Now, if (1) and (4), it follows that the wave front must travel at the same velocity as the particle; if it did not, how could it affect the particle? The phase velocity of the wave is given by
v = E/p        (5)
Since p is the momentum of the particle, and if the phase velocity is the same as the particle velocity (for the particle, consider expectation velocity), then the right hand side must be mv²/mv = v. (Recall that the term v must equal the article velocity.) That means the energy of the system must be twice the kinetic energy of the particle. This simply asserts that the wave transmits energy.
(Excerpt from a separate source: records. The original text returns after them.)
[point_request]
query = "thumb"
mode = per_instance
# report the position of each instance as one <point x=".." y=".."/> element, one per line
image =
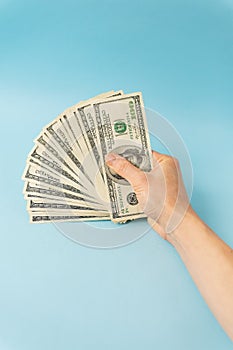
<point x="124" y="168"/>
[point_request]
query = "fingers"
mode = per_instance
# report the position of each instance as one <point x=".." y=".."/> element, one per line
<point x="124" y="168"/>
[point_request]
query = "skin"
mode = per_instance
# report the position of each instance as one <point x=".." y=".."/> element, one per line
<point x="162" y="196"/>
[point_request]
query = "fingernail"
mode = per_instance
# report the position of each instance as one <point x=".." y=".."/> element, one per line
<point x="110" y="157"/>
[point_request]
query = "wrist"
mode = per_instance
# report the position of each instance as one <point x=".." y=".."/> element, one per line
<point x="184" y="229"/>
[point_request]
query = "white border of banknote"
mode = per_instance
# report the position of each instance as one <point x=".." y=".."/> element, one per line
<point x="75" y="184"/>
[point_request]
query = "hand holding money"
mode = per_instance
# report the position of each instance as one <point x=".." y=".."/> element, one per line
<point x="169" y="205"/>
<point x="66" y="178"/>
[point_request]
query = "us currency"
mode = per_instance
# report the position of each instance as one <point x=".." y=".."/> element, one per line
<point x="41" y="218"/>
<point x="122" y="129"/>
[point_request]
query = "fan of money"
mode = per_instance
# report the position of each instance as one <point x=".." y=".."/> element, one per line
<point x="66" y="178"/>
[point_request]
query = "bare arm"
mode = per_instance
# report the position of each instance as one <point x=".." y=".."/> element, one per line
<point x="209" y="260"/>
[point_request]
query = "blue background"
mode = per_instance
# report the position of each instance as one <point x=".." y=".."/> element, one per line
<point x="55" y="294"/>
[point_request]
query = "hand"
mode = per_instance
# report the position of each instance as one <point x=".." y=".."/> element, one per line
<point x="161" y="193"/>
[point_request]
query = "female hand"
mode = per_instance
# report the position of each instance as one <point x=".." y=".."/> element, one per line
<point x="161" y="193"/>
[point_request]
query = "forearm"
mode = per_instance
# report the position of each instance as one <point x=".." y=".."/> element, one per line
<point x="210" y="263"/>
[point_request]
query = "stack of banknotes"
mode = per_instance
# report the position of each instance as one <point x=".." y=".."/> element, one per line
<point x="66" y="178"/>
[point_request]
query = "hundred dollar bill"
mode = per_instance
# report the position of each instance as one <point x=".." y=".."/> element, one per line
<point x="48" y="205"/>
<point x="122" y="129"/>
<point x="32" y="189"/>
<point x="42" y="218"/>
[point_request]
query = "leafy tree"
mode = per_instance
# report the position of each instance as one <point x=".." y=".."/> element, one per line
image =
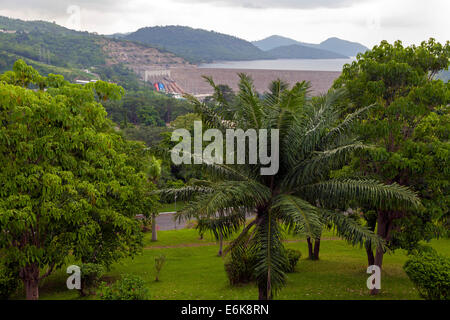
<point x="410" y="128"/>
<point x="69" y="183"/>
<point x="301" y="196"/>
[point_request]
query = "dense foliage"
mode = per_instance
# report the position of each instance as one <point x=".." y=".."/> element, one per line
<point x="69" y="182"/>
<point x="410" y="128"/>
<point x="302" y="195"/>
<point x="430" y="273"/>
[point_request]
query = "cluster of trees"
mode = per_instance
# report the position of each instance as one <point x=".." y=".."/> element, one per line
<point x="62" y="50"/>
<point x="377" y="143"/>
<point x="70" y="184"/>
<point x="409" y="128"/>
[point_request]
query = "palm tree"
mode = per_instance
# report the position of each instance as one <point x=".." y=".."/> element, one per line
<point x="302" y="196"/>
<point x="154" y="173"/>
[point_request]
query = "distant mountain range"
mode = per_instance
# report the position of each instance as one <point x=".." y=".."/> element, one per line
<point x="336" y="45"/>
<point x="198" y="45"/>
<point x="297" y="51"/>
<point x="55" y="49"/>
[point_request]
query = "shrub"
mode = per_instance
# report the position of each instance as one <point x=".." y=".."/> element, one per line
<point x="9" y="281"/>
<point x="90" y="277"/>
<point x="292" y="256"/>
<point x="430" y="273"/>
<point x="130" y="287"/>
<point x="240" y="267"/>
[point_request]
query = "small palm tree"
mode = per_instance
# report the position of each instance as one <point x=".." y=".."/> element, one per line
<point x="302" y="196"/>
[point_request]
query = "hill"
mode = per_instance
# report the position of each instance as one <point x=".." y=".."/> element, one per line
<point x="297" y="51"/>
<point x="33" y="26"/>
<point x="273" y="42"/>
<point x="342" y="47"/>
<point x="51" y="48"/>
<point x="197" y="45"/>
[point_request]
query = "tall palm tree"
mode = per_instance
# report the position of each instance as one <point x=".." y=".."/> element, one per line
<point x="302" y="196"/>
<point x="154" y="173"/>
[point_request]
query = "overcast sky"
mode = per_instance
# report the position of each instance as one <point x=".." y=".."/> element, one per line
<point x="364" y="21"/>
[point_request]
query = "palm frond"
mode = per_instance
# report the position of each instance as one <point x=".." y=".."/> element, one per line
<point x="270" y="257"/>
<point x="338" y="192"/>
<point x="350" y="230"/>
<point x="299" y="216"/>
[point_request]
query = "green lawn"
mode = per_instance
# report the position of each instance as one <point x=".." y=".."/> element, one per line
<point x="193" y="271"/>
<point x="170" y="207"/>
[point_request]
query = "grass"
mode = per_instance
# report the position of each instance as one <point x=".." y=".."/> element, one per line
<point x="194" y="271"/>
<point x="170" y="207"/>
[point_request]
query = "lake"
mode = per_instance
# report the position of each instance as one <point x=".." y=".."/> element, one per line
<point x="282" y="64"/>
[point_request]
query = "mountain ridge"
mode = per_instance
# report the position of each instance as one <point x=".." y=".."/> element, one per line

Actually, every other wave in physics transmits energy; just not the textbook quantal matter wave, which transmits nothing, it does not exist, but it defines probabilities. (As an aside, since energy is proportional to mass, and mass is proportional to probability of finding it, in general this interpretation does not conflict directly with standard quantum mechanics.) There are obvious consequences of this that lie outside this post, but what I find strange is that nobody else seems to have considered this option. For this discussion, the most important consequence is that both particle and wave must maintain the same energy. The wave sets the particle energy because the wave is deterministic; the particle is not and has to be guided by the wave. There is now a further major difference between this interpretation and the standard interpretation: waves are both linear and separable, as in standard wave physics. There is no need for a non-divisible wave for the total state of an assembly because there is no renormalization due to probabilities.
 
Now, what is consciousness? Strictly speaking, we do not know exactly, but examination of brains that are conscious appear to show considerable electrical activity. Furthermore, this activity is highly ordered. While writing this, my brain is not sending random pulses, but rather it is organising some reasonably complicated  thoughts and setting out action. To do that, and overcome entropy, there is a serious expenditure of energy in the body. (The brain uses a remarkably high fraction of the body's energy.) I leave aside how this happens, but I require consciousness to be due to some matrix that remains undefined but evolves and is superimposed on the brain, and it orders the activity. Without such a superimposed entity, simple entropy considerations would lead to the decay of the order required for conscious thought. Such order must involve the movement of electrons an since this is quantum controlled, then the corresponding energy must be found in an associated wave. It therefore follows that when we are conscious and living "here", there is a matrix of waves with corresponding energy "there".
 
Accordingly, if this Guidance Wave interpretation of quantum mechanics is correct, then the condition for life after death is very simple: death occurs because the body cannot supply the energy required to match the Guidance Waves that are organizing consciousness, but if at that point the energy within the Guidance Wave matrix can dissociate itself from the body, and maintain itself "there", and recall that the principle of linearity is that other waves do not affect it, then that wave package can continue, and since it represents the consciousness of a person, that consciousness continues. That does not mean there is life after death, but it does in principle appear to permit it.
 
Is the Guidance Wave interpretation correct? As far as I am aware, there is no observation that would falsify my alternative interpretation of quantum mechanics, while my Guidance Wave theory does make two experimental predictions that contradict standard quantum mechanics, and these could be tested in a reasonably sophisticated physics lab. It also greatly simplifies the calculation of some chemical bond properties.
 
Is there life after death? In my opinion, you only find out when you die, but interestingly, this interpretation gave Claire surprising comfort as her death approached. If it gives any comfort to anyone else, this post will be worth it to me.